Last year, the Armenian economy grew by an impressive 8.7% in real terms, largely due to the influx of Russian emigrants. Forecasts for the current year range between 5 and 6.1%, although the integration of refugees from Nagorno-Karabakh could again be a growth factor. Inflation, which had been well above the central bank’s target in previous years, fell to just -0.6% last year. This slightly deflationary trend, caused in part by tight monetary policy, is not expected to continue this year or next. The dram will remain stable against the US dollar, while a higher budget deficit and a sharp rise in goods imports and exports are also expected in 2023.
After a sharp decline in GDP in 2022, the economy experiences moderate growth of 5.2% in 2023 and 4% in 2024, mainly driven by rising consumption. Despite a current account deficit and growing trade deficits, foreign exchange reserves improve (2023: USD 40.5bn) and inflation falls to 5.1%. Nevertheless, massive budget deficits and rising public debt remain, making debt restructuring necessary, as well as a dependence on foreign financing. The new Black Sea corridor offers opportunities for exports, while regional disparities and labour market challenges due to migration require special attention.

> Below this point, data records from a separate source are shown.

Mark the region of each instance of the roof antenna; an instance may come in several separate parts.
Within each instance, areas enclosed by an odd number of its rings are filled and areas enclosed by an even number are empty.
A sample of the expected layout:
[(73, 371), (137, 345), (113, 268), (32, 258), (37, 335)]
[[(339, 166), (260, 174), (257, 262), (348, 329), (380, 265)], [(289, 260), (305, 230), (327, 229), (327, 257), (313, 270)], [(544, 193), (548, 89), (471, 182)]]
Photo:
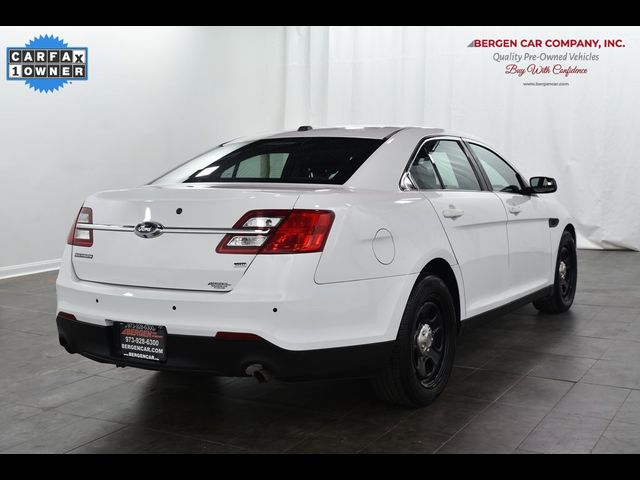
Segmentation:
[(309, 130), (313, 130), (311, 125), (302, 125), (301, 127), (298, 127), (299, 132), (308, 132)]

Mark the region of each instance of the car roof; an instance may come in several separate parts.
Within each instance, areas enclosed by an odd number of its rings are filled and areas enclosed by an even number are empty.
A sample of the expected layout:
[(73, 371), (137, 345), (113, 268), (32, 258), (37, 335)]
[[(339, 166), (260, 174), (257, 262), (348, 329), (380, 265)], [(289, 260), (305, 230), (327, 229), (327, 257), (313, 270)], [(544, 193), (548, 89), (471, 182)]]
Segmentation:
[(415, 154), (420, 142), (432, 137), (453, 137), (477, 141), (474, 136), (454, 130), (420, 126), (345, 126), (315, 128), (303, 126), (298, 130), (263, 133), (253, 137), (240, 137), (223, 143), (249, 144), (270, 139), (287, 138), (368, 138), (383, 141), (367, 161), (354, 173), (345, 187), (398, 190), (401, 172)]
[(301, 127), (301, 130), (279, 132), (263, 138), (299, 138), (299, 137), (338, 137), (338, 138), (372, 138), (384, 140), (394, 134), (408, 129), (422, 130), (424, 135), (443, 135), (444, 130), (424, 127), (376, 127), (376, 126), (345, 126), (328, 128)]

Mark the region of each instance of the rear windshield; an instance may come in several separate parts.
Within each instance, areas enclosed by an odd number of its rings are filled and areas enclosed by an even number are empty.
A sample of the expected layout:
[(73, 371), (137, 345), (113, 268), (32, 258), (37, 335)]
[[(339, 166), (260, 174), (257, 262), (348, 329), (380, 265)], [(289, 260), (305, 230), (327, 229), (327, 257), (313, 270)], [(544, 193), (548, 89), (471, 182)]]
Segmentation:
[(288, 138), (259, 140), (211, 150), (153, 184), (272, 182), (340, 185), (384, 140)]

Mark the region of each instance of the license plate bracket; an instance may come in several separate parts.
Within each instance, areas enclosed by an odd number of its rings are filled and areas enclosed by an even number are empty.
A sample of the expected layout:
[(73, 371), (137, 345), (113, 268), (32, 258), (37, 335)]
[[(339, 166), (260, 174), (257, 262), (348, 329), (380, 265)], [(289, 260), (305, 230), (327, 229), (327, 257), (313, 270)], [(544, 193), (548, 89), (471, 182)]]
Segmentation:
[(167, 329), (142, 323), (116, 323), (117, 344), (121, 355), (133, 360), (165, 362)]

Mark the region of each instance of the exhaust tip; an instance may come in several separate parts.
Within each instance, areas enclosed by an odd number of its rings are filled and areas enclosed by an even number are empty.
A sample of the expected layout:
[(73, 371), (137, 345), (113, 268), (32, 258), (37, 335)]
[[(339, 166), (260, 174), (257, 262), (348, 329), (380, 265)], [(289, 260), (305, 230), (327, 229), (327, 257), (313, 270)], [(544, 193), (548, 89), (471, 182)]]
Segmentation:
[(255, 378), (258, 383), (266, 383), (273, 378), (271, 372), (269, 372), (259, 363), (249, 365), (245, 370), (245, 373), (248, 376)]

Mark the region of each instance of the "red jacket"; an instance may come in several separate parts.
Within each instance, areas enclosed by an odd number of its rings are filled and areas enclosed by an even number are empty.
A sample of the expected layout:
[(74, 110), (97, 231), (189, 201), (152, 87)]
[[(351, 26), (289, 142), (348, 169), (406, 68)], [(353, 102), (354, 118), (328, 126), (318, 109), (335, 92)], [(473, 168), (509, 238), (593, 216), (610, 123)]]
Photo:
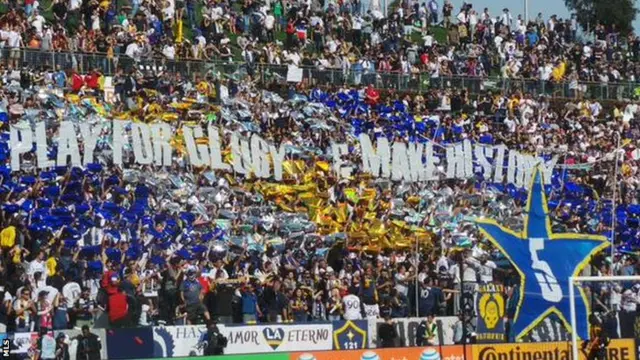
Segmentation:
[(120, 319), (124, 319), (129, 314), (129, 303), (127, 302), (127, 295), (123, 292), (116, 292), (109, 295), (109, 321), (114, 322)]
[(107, 294), (111, 295), (117, 292), (117, 287), (111, 283), (111, 277), (117, 275), (113, 270), (109, 270), (102, 275), (102, 279), (100, 280), (100, 286), (107, 292)]
[(378, 104), (378, 100), (380, 100), (380, 93), (374, 88), (367, 88), (364, 91), (367, 96), (365, 102), (371, 106), (375, 106)]
[(198, 282), (200, 283), (200, 286), (202, 286), (202, 293), (208, 293), (211, 287), (211, 285), (209, 284), (209, 279), (201, 276), (200, 278), (198, 278)]
[(84, 86), (84, 79), (78, 73), (73, 74), (71, 77), (71, 90), (78, 92)]
[(84, 77), (84, 82), (90, 89), (96, 90), (100, 86), (100, 74), (91, 73)]

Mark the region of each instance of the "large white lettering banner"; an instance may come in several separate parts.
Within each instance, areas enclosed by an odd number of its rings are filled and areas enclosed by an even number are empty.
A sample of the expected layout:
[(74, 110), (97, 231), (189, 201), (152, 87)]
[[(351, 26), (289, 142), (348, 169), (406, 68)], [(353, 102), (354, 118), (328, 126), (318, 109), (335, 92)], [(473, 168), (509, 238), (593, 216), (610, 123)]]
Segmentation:
[[(225, 354), (256, 354), (271, 352), (331, 350), (333, 325), (272, 324), (253, 326), (218, 325), (227, 337)], [(155, 357), (202, 355), (198, 344), (207, 328), (200, 326), (166, 326), (153, 328)]]
[[(171, 166), (173, 151), (171, 140), (176, 129), (168, 123), (146, 124), (113, 120), (97, 125), (62, 121), (57, 136), (49, 138), (44, 122), (31, 126), (23, 122), (11, 126), (9, 147), (11, 169), (21, 169), (25, 154), (35, 151), (35, 165), (40, 169), (53, 166), (86, 166), (96, 161), (100, 149), (110, 150), (111, 161), (120, 166), (129, 164)], [(243, 136), (232, 132), (223, 139), (220, 129), (208, 126), (183, 126), (188, 163), (196, 167), (233, 171), (237, 174), (253, 174), (259, 178), (282, 180), (282, 164), (285, 146), (275, 146), (257, 134)], [(109, 137), (109, 135), (111, 135)], [(104, 144), (104, 139), (111, 139)], [(481, 174), (488, 182), (525, 186), (538, 164), (544, 171), (544, 179), (550, 181), (557, 156), (543, 159), (534, 155), (509, 150), (504, 145), (473, 144), (465, 140), (446, 146), (433, 143), (389, 143), (385, 138), (373, 142), (367, 135), (360, 135), (359, 146), (334, 143), (330, 153), (333, 170), (339, 177), (349, 177), (354, 171), (364, 171), (374, 177), (394, 181), (416, 182), (440, 179), (466, 179)], [(49, 157), (49, 148), (57, 144), (55, 158)], [(34, 146), (35, 145), (35, 146)], [(438, 146), (438, 148), (434, 148)], [(223, 161), (222, 149), (230, 149), (231, 163)], [(82, 149), (82, 151), (80, 151)], [(345, 159), (346, 155), (359, 154), (359, 166)]]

The Moldovan economy is showing signs of recovery following the recession in 2022. Economic growth of 2.0% is forecasted for 2023, driven by the agricultural sector. In 2024, growth could increase to 3.9%, due to rising private consumption. Despite a fall in the inflation rate to 4.2% by the end of 2023 and a lower budget deficit, challenges remain due to currency appreciation and a lack of growth stimulus. Trade with Ukraine has declined, while exports of services have increased. Trade relations with the EU, which focus on plums and pork, and a possible switch from USD to EUR as the reference currency could offer new economic opportunities.